Quelques films, à nouveau. Only Lovers Left Alive ; je pourrais détester ça (la pose?), mais j’adore. La pose est un jeu, de reflets dans lesquels se regarder, se regarder disparaître. Je regarde le film, par une belle intuition, en vraie pleine nuit, dans un silence complet. Ils sont beaux, drôles, sérieux, touchants. Je prends tout au premier degré ; j’ai l’impression d’une drogue et d’un orgasme, je me coule dans le film sans plus rien sentir d’extérieur, juste adhérer, s’y fondre. J’en oublie les mots. J’y reviendrai de mille humeurs, mais d’abord je l’aime comme un adolescent, pour toujours. (Et j’y reviendrai)
Puis je vais au cinéma, et les bandes-annonces semblent crier au secours, tant tout semble nul dans ce cinéma à l’approche (français en l’occurrence) ; Ozon, Kahn (plan d’un petit oiseau au bout d’une branche tenue), Améris ; je n’aimerais pas être critique, et devoir m’avaler tout ça.
Je ne veux pas parler de Bird People tant tout est manqué dans ce film, à côté, inexpressif, figé. Toujours ce cinéma d’allégories lourdes, qui se fuit lui-même, en désignant tout d’un index grossier. Du plomb dans l’aile.

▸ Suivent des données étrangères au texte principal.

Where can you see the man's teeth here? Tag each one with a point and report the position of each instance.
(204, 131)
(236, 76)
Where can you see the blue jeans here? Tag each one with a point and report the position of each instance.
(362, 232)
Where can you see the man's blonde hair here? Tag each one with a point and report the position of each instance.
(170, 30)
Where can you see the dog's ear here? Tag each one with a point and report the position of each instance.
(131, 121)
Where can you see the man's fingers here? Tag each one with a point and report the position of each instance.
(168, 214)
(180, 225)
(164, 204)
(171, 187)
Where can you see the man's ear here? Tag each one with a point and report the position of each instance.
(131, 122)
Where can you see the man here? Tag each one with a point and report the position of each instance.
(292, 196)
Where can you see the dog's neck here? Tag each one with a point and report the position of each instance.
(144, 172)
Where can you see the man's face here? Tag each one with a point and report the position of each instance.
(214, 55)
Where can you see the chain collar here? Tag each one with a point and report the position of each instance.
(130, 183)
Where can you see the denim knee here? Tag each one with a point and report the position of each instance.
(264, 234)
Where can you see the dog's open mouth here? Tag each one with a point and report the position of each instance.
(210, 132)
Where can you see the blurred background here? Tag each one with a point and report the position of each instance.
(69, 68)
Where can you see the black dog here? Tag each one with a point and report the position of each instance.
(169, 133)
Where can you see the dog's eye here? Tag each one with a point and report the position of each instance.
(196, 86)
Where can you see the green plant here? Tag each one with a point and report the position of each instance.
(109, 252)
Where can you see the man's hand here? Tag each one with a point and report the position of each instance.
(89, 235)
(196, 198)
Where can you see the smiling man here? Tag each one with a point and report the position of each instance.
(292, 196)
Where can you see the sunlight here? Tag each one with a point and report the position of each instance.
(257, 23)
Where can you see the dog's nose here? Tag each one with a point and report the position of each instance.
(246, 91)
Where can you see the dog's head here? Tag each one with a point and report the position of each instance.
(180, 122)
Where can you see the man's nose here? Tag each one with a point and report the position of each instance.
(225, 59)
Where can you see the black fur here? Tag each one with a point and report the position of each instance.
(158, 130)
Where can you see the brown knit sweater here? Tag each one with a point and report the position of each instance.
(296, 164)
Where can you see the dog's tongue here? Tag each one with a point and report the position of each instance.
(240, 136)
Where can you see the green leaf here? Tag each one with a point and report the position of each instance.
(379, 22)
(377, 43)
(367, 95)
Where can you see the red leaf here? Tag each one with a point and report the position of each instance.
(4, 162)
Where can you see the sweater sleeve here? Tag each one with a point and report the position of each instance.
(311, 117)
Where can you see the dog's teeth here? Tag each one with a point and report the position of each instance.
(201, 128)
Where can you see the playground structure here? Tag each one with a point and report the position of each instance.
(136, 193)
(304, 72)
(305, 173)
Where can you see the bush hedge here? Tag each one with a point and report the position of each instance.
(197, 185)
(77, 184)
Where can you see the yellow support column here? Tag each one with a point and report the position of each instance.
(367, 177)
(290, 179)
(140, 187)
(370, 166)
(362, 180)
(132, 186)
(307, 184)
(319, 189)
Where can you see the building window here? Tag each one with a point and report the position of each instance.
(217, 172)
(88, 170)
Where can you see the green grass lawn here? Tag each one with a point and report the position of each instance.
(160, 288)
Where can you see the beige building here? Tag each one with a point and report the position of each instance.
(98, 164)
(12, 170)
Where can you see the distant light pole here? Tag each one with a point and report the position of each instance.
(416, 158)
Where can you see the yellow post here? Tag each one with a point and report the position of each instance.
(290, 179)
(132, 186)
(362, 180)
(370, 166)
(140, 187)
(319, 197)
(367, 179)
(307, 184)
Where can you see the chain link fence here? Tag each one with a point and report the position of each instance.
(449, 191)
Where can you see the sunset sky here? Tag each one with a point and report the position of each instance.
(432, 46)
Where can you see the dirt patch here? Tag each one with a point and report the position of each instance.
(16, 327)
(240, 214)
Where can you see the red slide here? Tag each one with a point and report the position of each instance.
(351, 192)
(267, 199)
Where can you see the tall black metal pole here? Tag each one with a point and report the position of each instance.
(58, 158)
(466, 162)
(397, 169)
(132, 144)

Le Paradis / Cavalier. Cette réjouissance quand le geste du filmeur reste intéressant à regarder. Il y a (au moins) un plan superbe, le dernier d’ailleurs, si on exclut le tout dernier plan qui sert de support au générique. On entend d’abord un son très étrange, répétitif. C’est une jeune fille, elle frotte une vasque en bronze, ornée d’une frise grecque, ce qui produit à la fois une musique étrange, et des étincelles d’eau. On ne sait pas tout de suite d’où vient le son, à quel étrange rituel elle prend part, car la caméra-main part du visage de la jeune fille, concentrée, mouvante, avec ce son très curieux en off, et puis procède à un plan-caresse, tout en pudeur et désir, descendant vers ses mains sur la vasque, l’eau jaillissant en gouttelettes, finissant ensuite par remonter vers le visage à nouveau, après avoir fait ce tour complet. Une impression d’éternité. Il y a quelques autres beaux plans ou moments, on sourit un peu, et on s’ennuie un peu des répétitions. Mais au moins, on n’est pas à l’abri d’une surprise, d’une étincelle, qui arrive ici et là. La religiosité est énervante, mais le recueillement ou le cérémonial est beau, alors on (je) oscille entre ces deux sensations. Il me semble qu’il n’est pas assez dedans son film, lui, lui-même, Alain Cavalier, qu’il est trop modeste, alors qu’il peut filmer et dire si bien. Lui aussi filme des oiseaux (dont un en plastique, et ce n’est de loin pas le moins expressif), mais comme des oiseaux, au moins, pas comme des idées.
Her est pas mal, un petit charme qui ne tient pas très longtemps. Étrange de se dire que si c’était une vraie fille plutôt qu’un être synthétique, on ne tiendrait pas cinq minutes. L’image est assez belle, et mièvre. Quelque chose de vaguement touchant, on sait pas trop bien pourquoi. Peut-être simplement à cause du contraste entre ces couleurs très vives, et la tonalité du film plutôt mélancolique. Joaquin Phœnix est vraiment très bon ; sa moustache même suscite l’intérêt. Alors que Scarlett Johansson réussit le prodige d’être exaspérante sans apparaître une seule seconde à l’image, puisqu’elle n’est qu’une voix.
Je retrouve surtout cette sensation: comme le cinéma, c’est l’après-midi, s’ennuyer dans la rue entre deux séances, ou entre deux je ne sais quoi.